| The fine print
New Delhi, March 25: A long and messy US-led military campaign against Iraq will choke off overseas investments into the Indian markets and drive down the bourses, analysts and dealers said today.
At the start of the military campaign, foreign institutional investors were shovelling cash into the Indian bourses to scoop up shares in India’s swooning markets even as stocks rose on the New York Stock Exchange.
Analysts, however, expect the overseas investors to push the sell button if the war drags on, which will spook the world markets and make investors cautious about placing bets on the emerging markets.
“The foreign institutional investors (FIIs) will play cautiously as the war drags on,” said T. P. Raman, managing director of Sundaram Newton, a fund management firm. He reckoned the FIIs would go easy on equity purchases if the US troops got bogged down in the Iraqi desert.
Foreign funds, which provide the ballast to India’s liquidity-starved capital market, had purchased equities of around Rs 250 crore last week after sales of Rs 185 crore, according to data released by Securities and Exchange Board of India (Sebi).

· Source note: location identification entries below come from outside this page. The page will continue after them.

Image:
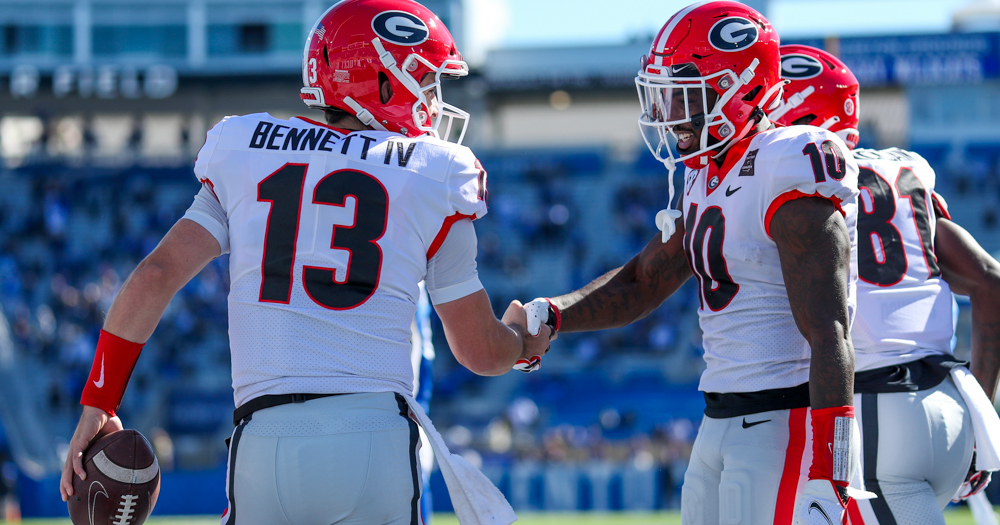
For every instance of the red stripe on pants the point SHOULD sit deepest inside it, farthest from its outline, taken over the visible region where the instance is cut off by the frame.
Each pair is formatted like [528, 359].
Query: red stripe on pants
[854, 513]
[784, 507]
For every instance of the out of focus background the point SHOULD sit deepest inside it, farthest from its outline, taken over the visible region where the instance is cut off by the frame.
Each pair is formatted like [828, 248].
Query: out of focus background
[105, 103]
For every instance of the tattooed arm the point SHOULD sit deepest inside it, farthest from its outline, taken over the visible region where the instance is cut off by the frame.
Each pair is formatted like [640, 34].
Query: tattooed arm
[969, 270]
[815, 252]
[631, 292]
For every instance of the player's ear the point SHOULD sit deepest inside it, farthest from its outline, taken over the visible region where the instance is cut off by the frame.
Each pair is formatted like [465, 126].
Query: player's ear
[384, 87]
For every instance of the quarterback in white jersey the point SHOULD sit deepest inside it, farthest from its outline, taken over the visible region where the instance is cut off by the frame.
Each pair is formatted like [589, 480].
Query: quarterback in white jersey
[766, 225]
[330, 227]
[916, 412]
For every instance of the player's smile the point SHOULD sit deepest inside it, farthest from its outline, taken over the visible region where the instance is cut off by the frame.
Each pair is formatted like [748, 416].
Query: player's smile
[687, 139]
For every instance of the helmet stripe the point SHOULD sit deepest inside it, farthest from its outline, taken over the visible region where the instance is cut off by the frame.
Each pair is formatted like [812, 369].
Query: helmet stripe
[665, 33]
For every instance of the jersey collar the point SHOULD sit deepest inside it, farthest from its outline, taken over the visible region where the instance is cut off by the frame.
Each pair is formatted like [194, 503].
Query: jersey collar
[313, 122]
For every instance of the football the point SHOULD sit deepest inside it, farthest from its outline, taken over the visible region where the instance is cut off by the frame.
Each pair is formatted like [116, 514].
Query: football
[123, 481]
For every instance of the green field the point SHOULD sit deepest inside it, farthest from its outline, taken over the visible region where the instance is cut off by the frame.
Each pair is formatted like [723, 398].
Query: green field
[954, 517]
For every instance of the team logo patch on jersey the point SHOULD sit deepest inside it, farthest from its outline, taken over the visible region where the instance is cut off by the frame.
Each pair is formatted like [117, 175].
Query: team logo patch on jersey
[400, 27]
[800, 67]
[747, 169]
[733, 34]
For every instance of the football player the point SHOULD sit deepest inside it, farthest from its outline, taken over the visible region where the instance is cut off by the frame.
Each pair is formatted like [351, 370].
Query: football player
[915, 422]
[422, 360]
[331, 226]
[767, 229]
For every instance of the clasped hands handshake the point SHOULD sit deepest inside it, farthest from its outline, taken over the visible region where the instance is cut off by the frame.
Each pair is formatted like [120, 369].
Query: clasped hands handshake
[537, 319]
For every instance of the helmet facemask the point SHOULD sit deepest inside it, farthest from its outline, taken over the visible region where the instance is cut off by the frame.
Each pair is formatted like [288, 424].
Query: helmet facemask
[430, 111]
[428, 97]
[670, 102]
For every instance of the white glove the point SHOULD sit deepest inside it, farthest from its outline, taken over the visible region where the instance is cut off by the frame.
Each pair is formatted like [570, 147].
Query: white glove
[538, 313]
[528, 365]
[666, 222]
[820, 504]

Analysts also said the sensex — barometer of the Bombay Stock Exchange — largely mirrors the pitch and the roll of the global stock indices. A lengthy war would spur global oil prices and hurt a firm’s technology spending, especially in the United States which accounts for about 60 per cent of revenues for the domestic software firms.
“The Indian economy is most vulnerable to oil prices,” said Dhirendra Kumar, chief of fund tracker firm Value Research. “Although, the country is better off economically compared with the Gulf war in 1991, we are not as insulated from the global market conditions any longer.”
Dealers said a lingering war would not push up interest rates despite falling bond rates. “Interest rates would hold steady as the market is flush with excess liquidity and coupled with the fact that inflation is already on the rise,” said a dealer with a foreign bank.